Scheduling a screening is not hard, but preparing for the screening is another story.
“A lot of people shy away from getting the colonoscopy because of the prep,” Pisapia said.
“Don’t delay getting a colonoscopy because of that. I tell my patients that chemo is a lot worse than the one-night prep.”
But thanks to advancements in technology, the prep is now available in a pill form.
“One of those things that people didn’t like and sort of shied away from with colonoscopy was that they had to drink the prep,” Pisapia said. “Now we have the ability to just take pills and drink water instead of having to drink the “salt water” that everyone is always so grossed out by.”
“There’s no reason to delay in getting this screening,” said Paul Korth, Cookeville Regional CEO. “It can save your life.”
Cookeville Regional’s gastroenterology providers bring a lot of innovation to the field.

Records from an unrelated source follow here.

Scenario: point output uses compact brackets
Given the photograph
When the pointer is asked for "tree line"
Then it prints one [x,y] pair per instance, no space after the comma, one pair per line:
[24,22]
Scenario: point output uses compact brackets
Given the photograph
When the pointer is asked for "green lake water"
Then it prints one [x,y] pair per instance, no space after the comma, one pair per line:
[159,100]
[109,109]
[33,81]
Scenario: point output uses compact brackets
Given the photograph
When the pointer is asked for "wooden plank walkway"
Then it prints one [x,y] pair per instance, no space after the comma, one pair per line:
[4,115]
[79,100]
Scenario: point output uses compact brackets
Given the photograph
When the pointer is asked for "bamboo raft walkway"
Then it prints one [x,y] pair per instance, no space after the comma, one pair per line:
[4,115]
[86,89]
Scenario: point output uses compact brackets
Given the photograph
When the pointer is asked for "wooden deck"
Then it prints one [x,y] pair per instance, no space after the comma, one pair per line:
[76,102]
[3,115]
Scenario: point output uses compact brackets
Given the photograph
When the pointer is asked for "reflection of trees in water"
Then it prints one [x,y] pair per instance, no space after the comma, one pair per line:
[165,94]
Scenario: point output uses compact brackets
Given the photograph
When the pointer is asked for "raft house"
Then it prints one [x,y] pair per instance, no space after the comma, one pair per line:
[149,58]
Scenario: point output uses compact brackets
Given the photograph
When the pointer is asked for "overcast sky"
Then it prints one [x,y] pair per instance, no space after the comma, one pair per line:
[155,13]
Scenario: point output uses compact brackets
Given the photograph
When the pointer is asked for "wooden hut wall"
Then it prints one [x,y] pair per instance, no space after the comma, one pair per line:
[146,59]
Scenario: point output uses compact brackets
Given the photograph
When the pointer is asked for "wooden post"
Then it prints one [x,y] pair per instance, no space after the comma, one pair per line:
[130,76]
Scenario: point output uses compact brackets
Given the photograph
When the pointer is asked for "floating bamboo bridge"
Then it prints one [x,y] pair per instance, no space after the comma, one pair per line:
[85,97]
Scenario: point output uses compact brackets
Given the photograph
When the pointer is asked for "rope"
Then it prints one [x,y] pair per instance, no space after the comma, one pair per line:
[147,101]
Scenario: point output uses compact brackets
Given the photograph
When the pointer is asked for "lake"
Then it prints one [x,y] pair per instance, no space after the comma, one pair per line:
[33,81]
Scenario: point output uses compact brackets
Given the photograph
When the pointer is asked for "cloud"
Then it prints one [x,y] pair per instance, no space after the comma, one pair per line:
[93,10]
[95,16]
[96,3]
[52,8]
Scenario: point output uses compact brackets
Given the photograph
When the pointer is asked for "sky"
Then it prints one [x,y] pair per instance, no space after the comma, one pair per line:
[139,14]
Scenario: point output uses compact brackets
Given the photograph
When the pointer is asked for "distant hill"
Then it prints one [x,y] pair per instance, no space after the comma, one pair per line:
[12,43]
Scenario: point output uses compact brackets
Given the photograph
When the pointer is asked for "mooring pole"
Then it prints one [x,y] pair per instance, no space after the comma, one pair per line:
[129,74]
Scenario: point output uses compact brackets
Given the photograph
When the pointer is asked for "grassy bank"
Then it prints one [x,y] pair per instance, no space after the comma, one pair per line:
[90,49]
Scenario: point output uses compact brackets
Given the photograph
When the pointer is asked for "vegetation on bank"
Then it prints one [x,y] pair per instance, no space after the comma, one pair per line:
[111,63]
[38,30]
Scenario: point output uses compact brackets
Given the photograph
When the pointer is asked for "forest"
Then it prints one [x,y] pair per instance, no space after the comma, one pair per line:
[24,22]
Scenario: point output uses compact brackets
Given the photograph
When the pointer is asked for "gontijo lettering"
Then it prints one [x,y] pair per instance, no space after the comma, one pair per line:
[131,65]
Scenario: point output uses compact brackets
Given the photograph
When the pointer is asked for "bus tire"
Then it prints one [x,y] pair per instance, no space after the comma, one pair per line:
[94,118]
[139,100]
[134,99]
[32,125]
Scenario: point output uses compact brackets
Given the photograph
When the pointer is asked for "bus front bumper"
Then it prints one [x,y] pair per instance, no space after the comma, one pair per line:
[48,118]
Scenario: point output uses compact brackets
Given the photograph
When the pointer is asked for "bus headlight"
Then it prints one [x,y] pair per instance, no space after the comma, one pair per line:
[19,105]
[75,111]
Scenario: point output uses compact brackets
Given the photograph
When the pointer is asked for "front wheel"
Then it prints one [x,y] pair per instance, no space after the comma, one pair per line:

All of those will be covered throughout the month on social media and the website, crmchealth.org.
To learn more about Colorectal Cancer Awareness Month, visit ccalliance.org.
According to the Colorectal Cancer Alliance, the survival rate of colorectal cancer is 90 percent with early detection.
The average lifetime risk for men is 1 in 23. The average lifetime risk for women is 1 in 25.
It is the third most commonly diagnosed cancer in men and women combined in the U.S. and is the second leading cause of cancer death in men and women combined in the U.S.
The rates for people aged 65 or over dropped by 3.3 percent from 2007 to 2016 while rates for people under 50 increased 2.2 percent each year.
The median age of diagnosis for both ages is 66.
The median age of women diagnosed with colorectal cancer is 69 and is 66 for men.
Colorectal cancer incidence rates were 20 percent higher for African Americans while the death rates were 40 percent higher for African Americans.